I told it where I work, and then slightly modified my request.
And indeed, it responded!
The most noteworthy aspect of this reply is that “Google Maps” wasn’t capitalized, suggesting that maybe, just maybe, a human typed it out in a hurry. And indeed, even with some other requests, its responses have proven not to be as impeccable as the ones we’re used to from Siri. For instance, when I asked it to find some nice wallpapers for me taken from the Berkeley stadium depicting the Bay Area at night, preferably with the Bay Bridge, the Transamerica Pyramid, and the Sather Tower being in the picture, M did manage to find some very nice wallpapers for me, but it said that it couldn’t find any with the Campanile. As consolation, though, it said it would let me know if it found any that fit my criteria more precisely:
Now, the first issue with the above response is that the wallpapers it sent me did have the Transamerica Pyramid, and M knew they did. What they didn’t have was the Sather Tower, so why is it saying it’s going to let me know about pictures with the Transamerica Pyramid?
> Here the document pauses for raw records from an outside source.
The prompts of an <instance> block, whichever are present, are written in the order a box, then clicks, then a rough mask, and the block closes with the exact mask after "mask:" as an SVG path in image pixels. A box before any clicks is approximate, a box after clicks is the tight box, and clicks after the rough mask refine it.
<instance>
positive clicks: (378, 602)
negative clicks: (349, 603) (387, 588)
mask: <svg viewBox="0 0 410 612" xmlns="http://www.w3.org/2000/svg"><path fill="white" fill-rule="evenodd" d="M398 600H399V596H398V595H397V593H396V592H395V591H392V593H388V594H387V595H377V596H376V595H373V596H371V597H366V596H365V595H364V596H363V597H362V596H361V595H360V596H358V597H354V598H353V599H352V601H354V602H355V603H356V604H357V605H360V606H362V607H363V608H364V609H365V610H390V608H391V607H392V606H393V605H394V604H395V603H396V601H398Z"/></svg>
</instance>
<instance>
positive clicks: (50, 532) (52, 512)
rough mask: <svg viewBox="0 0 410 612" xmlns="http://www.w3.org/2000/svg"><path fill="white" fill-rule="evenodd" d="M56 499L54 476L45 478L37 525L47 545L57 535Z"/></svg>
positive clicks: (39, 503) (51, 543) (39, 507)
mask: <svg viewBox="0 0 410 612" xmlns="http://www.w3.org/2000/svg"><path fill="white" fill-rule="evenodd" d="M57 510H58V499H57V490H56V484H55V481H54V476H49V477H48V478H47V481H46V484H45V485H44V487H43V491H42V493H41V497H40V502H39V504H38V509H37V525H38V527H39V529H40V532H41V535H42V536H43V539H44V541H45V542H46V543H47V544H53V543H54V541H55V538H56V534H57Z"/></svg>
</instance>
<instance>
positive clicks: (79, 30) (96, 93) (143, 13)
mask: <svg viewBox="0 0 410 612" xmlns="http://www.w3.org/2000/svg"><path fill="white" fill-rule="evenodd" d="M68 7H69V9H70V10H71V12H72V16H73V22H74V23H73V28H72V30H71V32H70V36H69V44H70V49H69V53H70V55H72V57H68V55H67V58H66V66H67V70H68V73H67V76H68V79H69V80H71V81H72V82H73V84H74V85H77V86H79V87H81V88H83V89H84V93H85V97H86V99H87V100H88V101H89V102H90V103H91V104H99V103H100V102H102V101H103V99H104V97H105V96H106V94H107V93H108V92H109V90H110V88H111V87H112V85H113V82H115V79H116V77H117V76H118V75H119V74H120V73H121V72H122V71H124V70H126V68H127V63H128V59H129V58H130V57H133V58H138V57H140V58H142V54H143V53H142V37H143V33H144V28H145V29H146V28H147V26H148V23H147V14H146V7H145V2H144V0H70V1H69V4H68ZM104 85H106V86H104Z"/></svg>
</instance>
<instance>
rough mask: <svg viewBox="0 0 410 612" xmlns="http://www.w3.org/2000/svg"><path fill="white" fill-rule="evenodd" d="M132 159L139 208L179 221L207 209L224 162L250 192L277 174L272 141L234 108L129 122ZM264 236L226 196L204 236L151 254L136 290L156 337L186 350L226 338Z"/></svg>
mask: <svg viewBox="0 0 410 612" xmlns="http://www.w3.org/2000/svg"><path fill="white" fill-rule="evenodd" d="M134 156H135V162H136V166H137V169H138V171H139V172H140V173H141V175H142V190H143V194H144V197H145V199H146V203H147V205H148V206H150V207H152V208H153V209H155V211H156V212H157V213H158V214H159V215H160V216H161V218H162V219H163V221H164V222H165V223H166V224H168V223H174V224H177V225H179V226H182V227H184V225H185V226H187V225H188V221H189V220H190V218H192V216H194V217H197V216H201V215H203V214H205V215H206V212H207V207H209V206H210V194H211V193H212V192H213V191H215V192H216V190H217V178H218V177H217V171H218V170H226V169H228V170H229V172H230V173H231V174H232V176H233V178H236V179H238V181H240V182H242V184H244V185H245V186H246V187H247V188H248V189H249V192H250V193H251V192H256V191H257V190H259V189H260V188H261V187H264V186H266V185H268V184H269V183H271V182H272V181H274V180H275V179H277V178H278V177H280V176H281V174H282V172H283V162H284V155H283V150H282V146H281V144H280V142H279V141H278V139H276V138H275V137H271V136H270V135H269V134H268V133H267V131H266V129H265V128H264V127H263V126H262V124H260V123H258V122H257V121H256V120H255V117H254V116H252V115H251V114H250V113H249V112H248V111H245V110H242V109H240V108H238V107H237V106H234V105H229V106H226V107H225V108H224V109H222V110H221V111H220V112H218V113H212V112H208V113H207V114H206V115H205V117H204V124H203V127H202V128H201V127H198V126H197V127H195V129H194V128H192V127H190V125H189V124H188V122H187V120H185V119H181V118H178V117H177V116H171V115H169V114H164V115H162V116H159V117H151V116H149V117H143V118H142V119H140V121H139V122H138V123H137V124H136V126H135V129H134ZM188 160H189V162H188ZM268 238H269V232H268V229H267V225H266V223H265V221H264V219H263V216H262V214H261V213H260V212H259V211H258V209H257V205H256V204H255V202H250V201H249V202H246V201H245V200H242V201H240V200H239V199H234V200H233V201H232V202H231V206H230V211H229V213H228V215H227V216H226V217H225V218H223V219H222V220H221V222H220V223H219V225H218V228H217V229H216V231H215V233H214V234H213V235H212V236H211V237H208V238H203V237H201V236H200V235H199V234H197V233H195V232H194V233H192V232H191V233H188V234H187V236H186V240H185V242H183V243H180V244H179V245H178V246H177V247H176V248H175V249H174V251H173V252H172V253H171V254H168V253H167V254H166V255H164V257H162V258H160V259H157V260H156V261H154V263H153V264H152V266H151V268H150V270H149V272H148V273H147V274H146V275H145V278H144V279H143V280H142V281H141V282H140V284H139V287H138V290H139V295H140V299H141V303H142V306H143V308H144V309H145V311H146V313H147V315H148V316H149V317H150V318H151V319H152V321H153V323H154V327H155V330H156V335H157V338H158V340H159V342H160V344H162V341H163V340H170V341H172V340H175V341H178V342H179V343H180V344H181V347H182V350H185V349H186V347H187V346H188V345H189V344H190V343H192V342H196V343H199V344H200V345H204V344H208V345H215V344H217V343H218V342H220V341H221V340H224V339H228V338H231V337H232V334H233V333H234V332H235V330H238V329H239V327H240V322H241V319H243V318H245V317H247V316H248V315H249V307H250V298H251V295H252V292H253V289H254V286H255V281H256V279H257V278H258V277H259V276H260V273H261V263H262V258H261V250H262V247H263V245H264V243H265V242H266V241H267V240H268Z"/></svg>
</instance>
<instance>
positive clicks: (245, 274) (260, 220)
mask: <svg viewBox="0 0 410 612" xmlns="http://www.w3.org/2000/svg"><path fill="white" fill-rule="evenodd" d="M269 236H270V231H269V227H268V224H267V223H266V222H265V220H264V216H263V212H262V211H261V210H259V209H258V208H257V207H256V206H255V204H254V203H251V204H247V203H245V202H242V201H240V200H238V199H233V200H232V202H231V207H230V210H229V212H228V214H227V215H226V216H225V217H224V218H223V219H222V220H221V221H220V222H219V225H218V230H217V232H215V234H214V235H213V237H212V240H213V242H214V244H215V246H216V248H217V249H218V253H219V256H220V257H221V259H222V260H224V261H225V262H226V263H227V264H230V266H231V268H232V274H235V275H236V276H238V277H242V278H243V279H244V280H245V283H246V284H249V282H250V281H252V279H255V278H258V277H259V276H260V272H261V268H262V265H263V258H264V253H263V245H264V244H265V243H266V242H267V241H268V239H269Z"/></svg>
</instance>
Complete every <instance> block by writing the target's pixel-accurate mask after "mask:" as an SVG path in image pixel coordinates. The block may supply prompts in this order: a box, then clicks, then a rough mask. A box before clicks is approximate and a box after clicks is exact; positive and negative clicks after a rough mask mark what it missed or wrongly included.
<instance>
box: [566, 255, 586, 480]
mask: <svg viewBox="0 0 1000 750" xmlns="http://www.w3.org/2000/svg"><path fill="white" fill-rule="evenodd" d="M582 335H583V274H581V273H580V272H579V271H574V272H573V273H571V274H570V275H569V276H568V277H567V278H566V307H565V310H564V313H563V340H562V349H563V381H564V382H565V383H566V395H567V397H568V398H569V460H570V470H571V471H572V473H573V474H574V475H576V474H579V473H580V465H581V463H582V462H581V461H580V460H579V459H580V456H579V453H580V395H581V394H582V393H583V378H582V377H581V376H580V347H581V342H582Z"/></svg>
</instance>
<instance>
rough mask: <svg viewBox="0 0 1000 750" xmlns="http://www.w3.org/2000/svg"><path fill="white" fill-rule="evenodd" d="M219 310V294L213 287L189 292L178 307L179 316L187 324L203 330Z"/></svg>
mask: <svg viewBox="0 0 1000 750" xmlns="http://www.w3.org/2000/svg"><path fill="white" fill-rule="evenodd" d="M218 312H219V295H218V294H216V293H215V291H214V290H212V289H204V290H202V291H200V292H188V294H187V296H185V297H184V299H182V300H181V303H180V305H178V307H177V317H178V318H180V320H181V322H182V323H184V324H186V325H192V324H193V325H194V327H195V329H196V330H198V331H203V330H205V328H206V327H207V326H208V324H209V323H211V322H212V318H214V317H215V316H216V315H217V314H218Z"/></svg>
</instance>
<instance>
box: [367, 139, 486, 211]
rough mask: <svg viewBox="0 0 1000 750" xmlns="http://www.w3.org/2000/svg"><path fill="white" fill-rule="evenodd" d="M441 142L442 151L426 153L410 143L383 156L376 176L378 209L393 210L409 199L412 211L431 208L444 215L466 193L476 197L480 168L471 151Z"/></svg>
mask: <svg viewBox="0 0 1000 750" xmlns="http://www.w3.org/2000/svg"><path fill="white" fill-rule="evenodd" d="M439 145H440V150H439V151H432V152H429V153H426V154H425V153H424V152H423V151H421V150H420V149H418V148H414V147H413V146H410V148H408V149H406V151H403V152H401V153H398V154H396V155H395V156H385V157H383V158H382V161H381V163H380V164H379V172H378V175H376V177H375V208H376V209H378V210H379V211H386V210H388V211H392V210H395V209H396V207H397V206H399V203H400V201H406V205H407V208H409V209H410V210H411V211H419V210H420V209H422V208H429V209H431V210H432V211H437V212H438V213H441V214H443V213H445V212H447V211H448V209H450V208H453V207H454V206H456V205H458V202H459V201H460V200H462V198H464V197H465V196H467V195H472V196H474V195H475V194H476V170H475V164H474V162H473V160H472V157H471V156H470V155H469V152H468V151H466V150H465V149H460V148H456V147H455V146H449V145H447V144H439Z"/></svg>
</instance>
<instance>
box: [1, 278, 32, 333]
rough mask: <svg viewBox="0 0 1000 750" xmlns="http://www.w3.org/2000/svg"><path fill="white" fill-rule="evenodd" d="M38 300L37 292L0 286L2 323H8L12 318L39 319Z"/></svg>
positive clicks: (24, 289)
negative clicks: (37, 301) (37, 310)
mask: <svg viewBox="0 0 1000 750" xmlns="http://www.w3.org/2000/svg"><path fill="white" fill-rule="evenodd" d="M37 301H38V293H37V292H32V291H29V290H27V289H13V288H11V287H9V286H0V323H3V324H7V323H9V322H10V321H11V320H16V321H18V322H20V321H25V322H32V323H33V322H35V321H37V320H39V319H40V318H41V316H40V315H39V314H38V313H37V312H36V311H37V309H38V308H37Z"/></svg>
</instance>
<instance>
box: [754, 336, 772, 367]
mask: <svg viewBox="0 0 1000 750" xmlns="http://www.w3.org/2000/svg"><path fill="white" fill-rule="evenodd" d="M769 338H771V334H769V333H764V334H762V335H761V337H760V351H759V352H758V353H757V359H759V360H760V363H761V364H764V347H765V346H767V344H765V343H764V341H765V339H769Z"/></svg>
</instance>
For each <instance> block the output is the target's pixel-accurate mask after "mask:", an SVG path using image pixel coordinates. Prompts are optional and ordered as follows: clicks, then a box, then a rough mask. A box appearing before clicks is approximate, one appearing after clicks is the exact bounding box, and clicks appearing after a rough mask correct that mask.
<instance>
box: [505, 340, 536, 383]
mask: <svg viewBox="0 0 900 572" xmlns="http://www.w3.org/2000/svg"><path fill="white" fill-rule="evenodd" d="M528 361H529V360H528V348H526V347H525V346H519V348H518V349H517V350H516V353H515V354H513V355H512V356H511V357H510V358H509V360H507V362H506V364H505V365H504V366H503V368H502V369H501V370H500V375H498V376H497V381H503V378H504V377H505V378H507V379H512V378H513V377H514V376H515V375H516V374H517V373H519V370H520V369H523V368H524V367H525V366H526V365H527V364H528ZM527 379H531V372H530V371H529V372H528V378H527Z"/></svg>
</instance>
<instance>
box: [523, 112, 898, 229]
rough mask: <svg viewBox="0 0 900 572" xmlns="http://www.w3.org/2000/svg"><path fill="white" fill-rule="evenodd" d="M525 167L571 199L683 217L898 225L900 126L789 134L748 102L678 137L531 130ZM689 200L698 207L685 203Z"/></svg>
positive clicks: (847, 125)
The second issue is that it’s called the “Transamerica Pyramid,” not the “Transamerican Pyramid.” And lastly, note the two “with”s and the “I’l”. It has made two typos! And indeed, that was not the only time it did:
While a lot of humans struggle with the distinction between “its” and “it’s,” for an AI, that should not have been an issue. Even so, it might have been trained wrong, so as such, these lapses are not sufficiently conclusive. Even the delayed responses I mentioned earlier could have been deliberate, including the fact that there’s a typing indicator shown when M is preparing a response, rather than sending the whole string instantaneously as a regular AI would. The results and indications so far didn’t satisfy me, so I was still looking for a way to prove that there are real humans behind M. Just how could I make them come out, make them show themselves?
As it happens, the answer came to me at a time when I wasn’t actively looking for it. The movie in Cupertino ended rather late, and I asked M whether there was any place I could get dinner at afterwards that would still be open at that time. There were only two places open, but I wasn’t sure whether their kitchen would still be open, too. Thus, I asked M whether it could call them and figure that out. And indeed, it said it could!
So I asked M whether it could call my friends (nope). Whether it could call me (nope). Apparently, it could only call businesses for me, but not individuals. So what do I do? I make up a business and ask M to call it.
So M asked me for the phone number, and I simply gave it mine. About five minutes later, I receive a call with no caller ID. When I pick up, I hear some rumbling noises in the background, say “hello,” and then the other end hangs up. Immediately afterward, the following exchange happens with M:
Unfortunately, I didn’t have a landline phone number, so I was a bit disappointed that not even this experiment could prove M’s nature.
A few days later, I had to get some work done during the weekend, and while at the office, I realized that the company did have one. The experiment had to be repeated!
About three minutes later, we get a phone call in the conference room. When I pick up, a distinctively human, female voice says, “Hello?” As it happens, I had accidentally set the phone to mute before that, so she didn’t hear me saying the company name. Still, the voice was most definitely human. And because the reader shouldn’t be taking me at face value, I made a recording of that whole encounter:
Immediately afterward, M sends a reply.
What’s more, it appears to me that they forgot to block the caller ID for that particular call, because I got to see the phone number they were calling from.
So there, very clearly, M was calling from +1 (650) 796–2402. As can be seen on the photo, the automatic reverse-lookup matched that number to Facebook. Thus, here we are. We have definitive proof that M is powered by humans. The next question is: Is it only humans, or is there at least some AI-driven component behind it? As to this problem, I’ll leave it as a homework assignment for the reader to figure out. In the meantime, I shall enjoy having my own free personal (human) assistant.